I paid the bill after going through our paperwork and not finding a 'paid' version of it, ticking it up as 'human failure to pop an old bill where it belongs for filing' (so, most likely my fault), and then the phone rings. Yup, another representative for this company bugging us. Having just paid the bill, I asked why he's calling, but because these guys (and no Indian accent this time, albeit there was a foreign element to it, since I'm a foreigner myself I detect these things) can only read from scripts he insisted to talk to my wife. I said, no, you just called me on my phone, I'm her husband, is there anything we need to know that the letter / bill doesn't address. "If I could only talk to your wife, I could answer that question."

This is where it gets complicated, and I must induce the powers of logic, inference and bloody common sense. The next 3 minutes went on with me stating "you called me, you tell me, my wife doesn't want to speak to you because you're rude, incosiderate and mysterious about matters which could be cleared up in no time and you insist on being stupidly pigheaded because 'for legal reasons' that you can't explain further you can't explain it to anyone but her *if* there is or isn't anything of importance you need to tell her that the letter didn't."

"For legal reasons" is more often than not business speak for "we don't want to get into legal trouble ourselves", and is something I've been thinking a bit about lately. I've had phone calls from various companies we have services from, Telstra being one of them, who do courtesy calls to you to make sure everything is fine, or nag about some service they're pushing, or other somesuch, and they all start with asking me about info to confirm that I am who I am. "For legal reason."

So I am to tell a stranger, who is calling me on my own bloody phone, that claims to be from Telstra or otherwise to give out personal info for verification of who I am? What is my option for verifying that they are who they claim to be? At current, there is none; this is a one-way street, because I am me, lucky to their client, and they are whoever hell they want to be. This whole identity conundrum has been bugging me more and more of late, and culuminated today with this idiot (who in his defence was reading from a script) failing miserably to understand that in any conversation there are two parts; you and who you are addressing at the time. It may not be who you want to be talking to, but that doesn't alter the reality of it.

I ended the conversation by saying 'I'm going to say no' to his insistant nagging to talk to my wife. The letter and all this insane phone terror comes from Dun & Bradstreet (signed 'sincerely' Corey Smith, National Collections Manager, who I suspect has his name and scanned signature in many D&B templates), one of the bigger players in the debt collecting and reporting business (who I've had slightly better dealings with their Norweigan branch in the past, but only marginally).

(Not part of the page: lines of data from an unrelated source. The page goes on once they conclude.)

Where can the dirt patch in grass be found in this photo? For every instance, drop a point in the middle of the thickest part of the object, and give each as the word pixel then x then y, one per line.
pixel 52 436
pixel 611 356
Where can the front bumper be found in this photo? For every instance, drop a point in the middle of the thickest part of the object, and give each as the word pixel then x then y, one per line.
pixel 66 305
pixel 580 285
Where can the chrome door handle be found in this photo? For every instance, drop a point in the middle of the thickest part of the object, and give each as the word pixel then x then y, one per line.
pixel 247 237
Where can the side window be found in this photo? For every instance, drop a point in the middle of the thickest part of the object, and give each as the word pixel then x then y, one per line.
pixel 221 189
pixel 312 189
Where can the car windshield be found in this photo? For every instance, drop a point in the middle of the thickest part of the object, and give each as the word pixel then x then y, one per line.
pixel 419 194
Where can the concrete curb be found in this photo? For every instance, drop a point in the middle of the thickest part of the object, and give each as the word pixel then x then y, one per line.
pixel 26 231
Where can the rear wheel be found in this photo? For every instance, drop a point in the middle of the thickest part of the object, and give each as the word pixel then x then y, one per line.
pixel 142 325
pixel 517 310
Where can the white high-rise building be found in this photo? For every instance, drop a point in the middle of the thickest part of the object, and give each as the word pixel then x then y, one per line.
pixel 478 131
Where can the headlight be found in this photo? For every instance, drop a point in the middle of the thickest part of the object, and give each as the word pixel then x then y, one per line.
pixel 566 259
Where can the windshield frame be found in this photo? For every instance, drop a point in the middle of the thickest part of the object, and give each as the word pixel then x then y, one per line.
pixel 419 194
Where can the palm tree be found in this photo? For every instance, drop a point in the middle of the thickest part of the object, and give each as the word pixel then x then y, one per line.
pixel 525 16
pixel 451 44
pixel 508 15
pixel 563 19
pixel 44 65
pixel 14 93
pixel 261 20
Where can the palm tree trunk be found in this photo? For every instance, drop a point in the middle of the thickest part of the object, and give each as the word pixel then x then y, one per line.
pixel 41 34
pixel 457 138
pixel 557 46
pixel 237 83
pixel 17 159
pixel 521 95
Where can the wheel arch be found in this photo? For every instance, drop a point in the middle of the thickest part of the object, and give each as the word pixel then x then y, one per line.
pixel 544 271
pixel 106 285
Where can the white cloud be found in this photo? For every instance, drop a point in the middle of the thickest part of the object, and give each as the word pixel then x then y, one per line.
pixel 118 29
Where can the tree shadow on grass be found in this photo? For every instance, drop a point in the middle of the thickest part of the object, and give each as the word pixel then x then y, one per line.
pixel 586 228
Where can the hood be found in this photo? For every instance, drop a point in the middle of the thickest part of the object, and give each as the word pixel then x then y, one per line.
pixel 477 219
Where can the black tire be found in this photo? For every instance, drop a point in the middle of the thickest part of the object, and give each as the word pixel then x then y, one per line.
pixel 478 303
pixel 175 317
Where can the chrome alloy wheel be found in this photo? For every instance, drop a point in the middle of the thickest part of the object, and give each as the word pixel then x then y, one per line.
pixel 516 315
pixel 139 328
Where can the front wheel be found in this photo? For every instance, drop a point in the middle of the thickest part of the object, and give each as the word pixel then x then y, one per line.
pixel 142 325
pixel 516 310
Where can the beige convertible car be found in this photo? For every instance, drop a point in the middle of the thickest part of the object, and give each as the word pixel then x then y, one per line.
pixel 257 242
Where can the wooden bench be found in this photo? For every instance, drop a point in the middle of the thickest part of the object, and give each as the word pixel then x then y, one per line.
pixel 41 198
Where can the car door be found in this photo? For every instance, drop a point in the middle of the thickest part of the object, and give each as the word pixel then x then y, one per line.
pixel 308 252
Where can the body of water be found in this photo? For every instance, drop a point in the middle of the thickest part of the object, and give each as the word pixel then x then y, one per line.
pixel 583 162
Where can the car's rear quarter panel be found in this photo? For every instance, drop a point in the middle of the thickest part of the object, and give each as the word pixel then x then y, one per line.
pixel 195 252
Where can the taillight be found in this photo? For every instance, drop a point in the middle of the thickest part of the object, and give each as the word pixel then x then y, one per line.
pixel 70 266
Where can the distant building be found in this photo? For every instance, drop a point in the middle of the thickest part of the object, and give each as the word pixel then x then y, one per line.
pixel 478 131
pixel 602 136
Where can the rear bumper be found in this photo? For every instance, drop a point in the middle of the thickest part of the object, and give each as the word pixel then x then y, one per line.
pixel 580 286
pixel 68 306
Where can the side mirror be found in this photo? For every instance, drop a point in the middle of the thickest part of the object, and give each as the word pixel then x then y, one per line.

What's all this hubbub about, you may ask? 63$. Yup, that's right, 63 Australian shiny little dollars, and not only that, but CentreLink - an arm of the Australian government for family benefits, like child support, pensions and the like - had overpaid us the 63$, and now apparently wants it back the hard way, at any cost (and you can just imagine the cost of all this rubbish!). Instead of, you know, just deduct it from our next payment.

63 friggin' dollars. They should feel so ashamed of themselves. This is what you get when stupid systems grows sentinence instead of a brain.